Hard-liners are renewing their accusations that those who challenged the presidential vote and later confronted Iran’s ruling system are traitors in league with enemies who sought to overthrow the political and clerical leadership.
“Basically, there is no need for the participation of these people in the elections,’’ Ayatollah Ahmad Jannati was quoted as saying in several newspapers. “They’ve had dreams that won’t be materialized. Authorities and people don’t trust them at all.’’
Jannati heads a powerful constitutional watchdog called the Guardian Council that screens candidates. His stance is a strong indication the body will disqualify political critics from running in parliamentary elections expected in February 2012.
In the 2008 parliamentary elections, the council disqualified thousands of candidates.
Opposition politicians themselves appear ready to boycott the next polls unless they are assured they will be free and fair. Former president Mohammad Khatami said groups calling for political and social change are also demanding that political prisoners be freed and that the constitutional rights of all citizens be respected.

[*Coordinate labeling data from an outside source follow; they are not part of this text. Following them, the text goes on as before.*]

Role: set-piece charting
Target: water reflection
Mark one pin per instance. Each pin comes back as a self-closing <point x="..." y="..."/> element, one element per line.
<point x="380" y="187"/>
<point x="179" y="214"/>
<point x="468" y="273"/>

Hundreds of thousands took to the streets to support opposition leader Mir Hossein Mousavi in 2009, and some powerful clerics sided with his slate. The wave of protest was the biggest challenge to Iran’s clerical leadership since it came to power in 1979.
A crackdown suppressed the protests, and many in the opposition — from midlevel political figures to street activists, journalists, and human rights workers — were arrested. The movement has not held a major protest since December 2009.
Tehran’s chief prosecutor, Abbas Jafari Dowlatabadi, said Friday that reformist leaders are not in a position to set conditions and it was only a matter of time before they are put on trial for the postelection unrest.![]()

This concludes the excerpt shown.